Afferrai la sua mano e la portai alla mia bocca. Succhiai le sue dita ad una, finché non la sentii gemere contro la mia nuca, li dove rannicchiò la testa per difendersi dai suoi brividi : «Ora ne hai bisogno hai anche tu.» Dissi e dal suo grugnito infastidito seppi di aver ragione.

Lauren mi fece voltare verso di lei di slancio e mi mise a sedere sulla scrivania. Si spinse in mezzo alle mie gambe e con foga azzannò le mie labbra mentre con la mano graffiava l'interno della mia coscia. Per restituirle il favore, conficcai le unghie nella sua schiena e morsi le mie labbra per non darle la soddisfazione che cercava. Quando infine però si spinse dentro di me, non riuscii più a trattenermi. Lasci cadere la testa all'indietro, ogni gemito incastrato in gola riempii prima la stanza e poi la sua bocca. Le tenevo il viso mentre raggiungeva la parte più intima di me, riversavo direttamente nella sua gola il piacere derivato dalle sue mani e coglievo il suo sorriso ampliarsi sulle mie labbra.

Ogni volta che il mio corpo sobbalzava per merito suo, ogni volta che qualche preghiera seguiva il suo nome, ogni volta che un graffio le diceva quello che la gola si rimangiava, ogni volta lei si fermava e ricominciava con più forza.

«Lauren..» Ansimavo nel suo orecchio, ma gemeva lei.

«Dillo ancora.» I suoi erano ordini, ma cadevano come suppliche.

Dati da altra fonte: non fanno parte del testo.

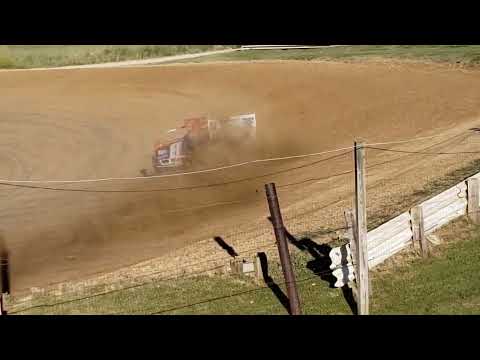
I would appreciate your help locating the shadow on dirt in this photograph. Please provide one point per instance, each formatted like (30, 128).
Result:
(271, 284)
(320, 265)
(230, 250)
(4, 271)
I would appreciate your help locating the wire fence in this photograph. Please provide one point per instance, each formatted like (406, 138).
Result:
(305, 221)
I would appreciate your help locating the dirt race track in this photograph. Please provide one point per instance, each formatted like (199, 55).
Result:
(95, 123)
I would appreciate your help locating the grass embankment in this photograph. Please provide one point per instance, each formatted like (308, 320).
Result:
(465, 54)
(446, 283)
(33, 56)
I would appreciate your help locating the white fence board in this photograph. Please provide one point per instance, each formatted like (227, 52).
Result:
(396, 234)
(445, 215)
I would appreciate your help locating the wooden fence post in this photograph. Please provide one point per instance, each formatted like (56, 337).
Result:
(473, 207)
(259, 277)
(361, 229)
(418, 229)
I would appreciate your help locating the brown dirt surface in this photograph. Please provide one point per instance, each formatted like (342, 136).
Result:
(96, 123)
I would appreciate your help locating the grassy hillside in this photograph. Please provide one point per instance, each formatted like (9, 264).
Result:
(31, 56)
(445, 283)
(467, 54)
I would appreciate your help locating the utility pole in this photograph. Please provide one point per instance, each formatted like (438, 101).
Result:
(361, 229)
(282, 245)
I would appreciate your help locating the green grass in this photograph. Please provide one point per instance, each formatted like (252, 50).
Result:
(448, 283)
(445, 283)
(31, 56)
(468, 54)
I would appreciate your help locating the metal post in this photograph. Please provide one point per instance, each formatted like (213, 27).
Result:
(473, 207)
(361, 229)
(279, 230)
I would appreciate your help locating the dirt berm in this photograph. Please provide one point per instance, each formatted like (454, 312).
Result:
(97, 123)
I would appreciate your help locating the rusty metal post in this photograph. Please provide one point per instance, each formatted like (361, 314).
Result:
(282, 245)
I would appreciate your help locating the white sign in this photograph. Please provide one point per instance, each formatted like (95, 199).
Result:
(342, 265)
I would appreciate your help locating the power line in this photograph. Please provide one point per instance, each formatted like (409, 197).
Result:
(152, 281)
(424, 153)
(193, 187)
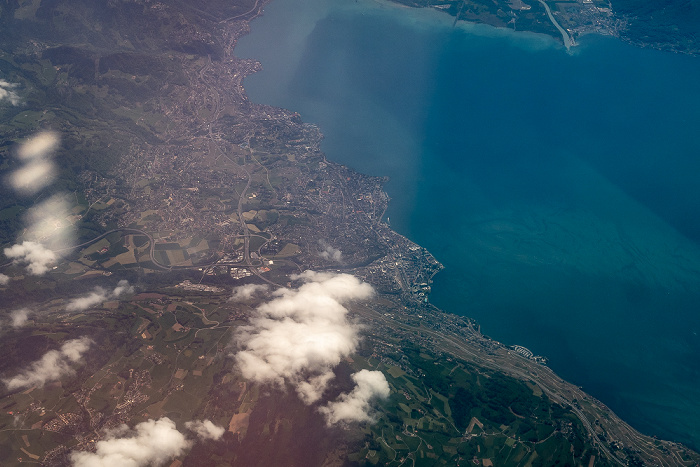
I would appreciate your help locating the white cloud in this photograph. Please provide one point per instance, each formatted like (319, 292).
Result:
(39, 146)
(38, 170)
(99, 295)
(246, 292)
(52, 366)
(300, 335)
(122, 288)
(37, 257)
(19, 317)
(205, 429)
(95, 297)
(355, 406)
(50, 223)
(7, 93)
(33, 176)
(150, 443)
(329, 253)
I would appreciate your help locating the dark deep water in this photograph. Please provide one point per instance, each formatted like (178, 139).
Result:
(561, 192)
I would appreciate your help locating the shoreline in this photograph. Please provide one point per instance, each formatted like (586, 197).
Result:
(482, 359)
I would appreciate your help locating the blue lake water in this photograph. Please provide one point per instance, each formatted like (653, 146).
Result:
(561, 191)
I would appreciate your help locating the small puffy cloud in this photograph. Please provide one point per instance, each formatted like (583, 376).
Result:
(95, 297)
(36, 256)
(246, 292)
(19, 317)
(7, 93)
(355, 406)
(150, 443)
(39, 146)
(122, 288)
(99, 295)
(301, 335)
(205, 429)
(329, 253)
(52, 366)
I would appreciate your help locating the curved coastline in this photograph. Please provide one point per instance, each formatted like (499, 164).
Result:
(628, 429)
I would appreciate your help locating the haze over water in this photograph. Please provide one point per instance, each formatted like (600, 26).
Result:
(561, 192)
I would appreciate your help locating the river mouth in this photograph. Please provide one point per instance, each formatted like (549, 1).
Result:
(558, 190)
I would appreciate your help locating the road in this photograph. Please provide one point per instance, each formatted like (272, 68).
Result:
(503, 360)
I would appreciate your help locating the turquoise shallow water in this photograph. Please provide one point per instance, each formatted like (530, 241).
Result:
(560, 191)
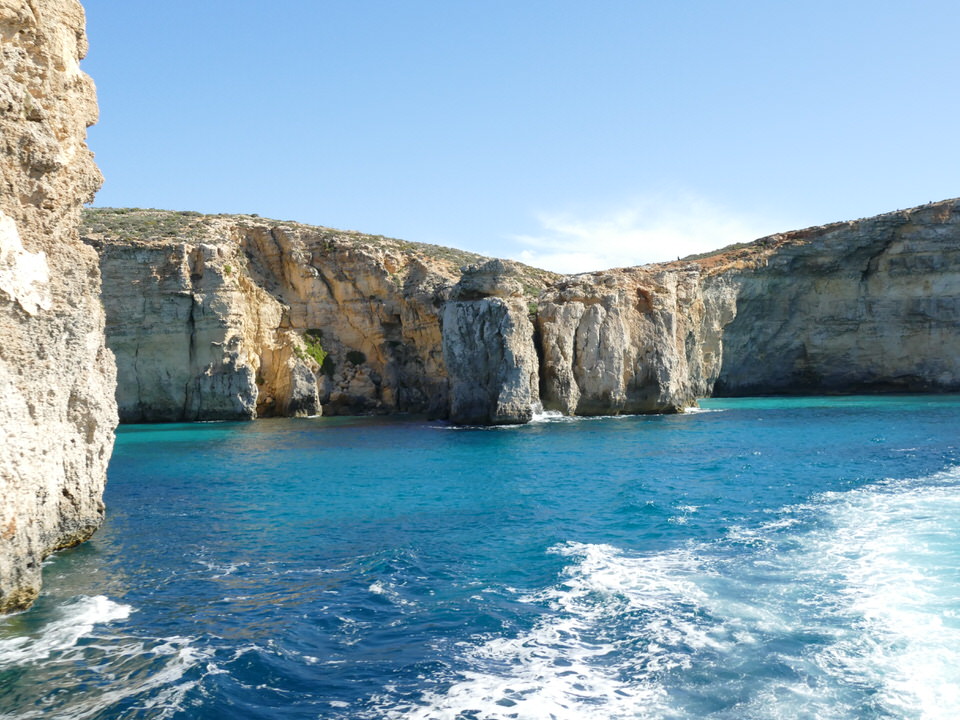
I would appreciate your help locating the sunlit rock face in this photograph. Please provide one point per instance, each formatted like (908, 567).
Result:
(216, 317)
(636, 340)
(870, 305)
(488, 348)
(57, 409)
(233, 317)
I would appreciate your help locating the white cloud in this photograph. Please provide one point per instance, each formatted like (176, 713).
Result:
(651, 229)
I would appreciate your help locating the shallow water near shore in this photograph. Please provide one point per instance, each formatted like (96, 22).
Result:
(760, 558)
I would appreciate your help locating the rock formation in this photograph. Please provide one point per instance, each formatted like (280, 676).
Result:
(488, 348)
(57, 411)
(862, 306)
(638, 340)
(231, 317)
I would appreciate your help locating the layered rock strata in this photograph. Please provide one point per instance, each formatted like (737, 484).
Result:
(864, 306)
(249, 319)
(57, 411)
(231, 317)
(488, 348)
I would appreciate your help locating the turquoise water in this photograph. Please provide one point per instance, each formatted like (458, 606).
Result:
(762, 558)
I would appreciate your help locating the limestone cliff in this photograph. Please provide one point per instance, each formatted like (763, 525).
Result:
(868, 305)
(57, 411)
(638, 340)
(488, 348)
(233, 317)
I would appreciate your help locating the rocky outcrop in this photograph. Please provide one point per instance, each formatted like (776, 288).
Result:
(229, 317)
(869, 305)
(232, 317)
(57, 411)
(195, 339)
(639, 340)
(488, 348)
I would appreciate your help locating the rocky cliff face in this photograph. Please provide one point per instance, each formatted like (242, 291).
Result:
(870, 305)
(57, 411)
(231, 317)
(639, 340)
(488, 348)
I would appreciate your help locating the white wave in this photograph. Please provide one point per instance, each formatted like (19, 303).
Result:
(843, 607)
(895, 554)
(562, 668)
(78, 619)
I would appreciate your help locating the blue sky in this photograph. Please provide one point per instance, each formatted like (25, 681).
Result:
(571, 135)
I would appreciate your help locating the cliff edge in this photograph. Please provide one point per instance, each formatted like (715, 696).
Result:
(225, 317)
(57, 411)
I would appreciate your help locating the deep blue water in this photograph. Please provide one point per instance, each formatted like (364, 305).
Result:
(764, 558)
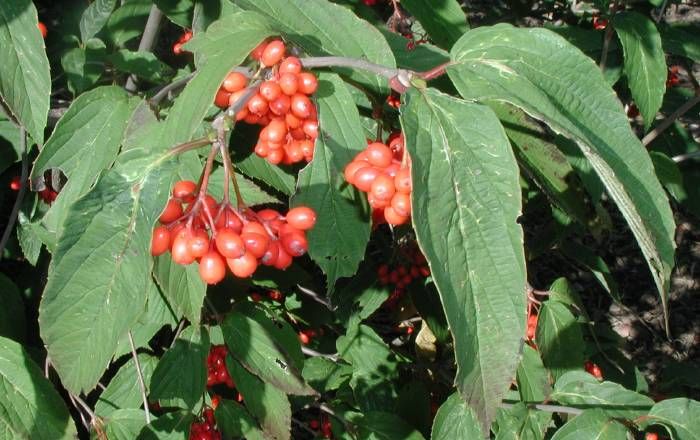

Afferrai il suo volto, lo tenni fra i miei palmi e socchiusi leggermente le labbra socchiuse contro le sue: «Lauren, di più.» Sorrisi maliziosamente, notando i suoi occhi incupirsi.

Mi distese completamente sulla scrivania, tenendo il suo sguardo fisso nel mio finché il suo volto scomparve dalla mia visuale. Con la punta della lingua salì lungo il mio interno coscia, fino all'inguine. La mia schiena si inarcò sotto il suo tocco, ma le sue mani mi tennero ferma. Ogni parte del mio corpo si scioglieva ad ogni colpo, si curvava per lei ma le sue mani mi tenevano giù, aumentando la pressione della sua lingua su di me.

Immersi le mani nei suoi capelli, trattenendola a me come fosse l'unico appiglio, e lo era. Urlai il suo nome prima di perderlo in un sospiro. La corvina si pulì il labbro guardandomi dall'alto. Non ero ancora riuscita a recuperare le forze per alzarmi, dunque rimasi distesa e fu lei a raggiungermi.

«Questo era abbastanza un "grazie" per te?» Domandò, girando il capo verso di me.

Portai una mano sulla sua guancia: «Un inizio.» Le dissi maliziosa. Malgrado inizialmente si risentì, un sorriso la tradì.

Come sia andata fra di noi dopo quella notte, temo lo sapremo solo io e lei... ma forse talvolta nemmeno noi.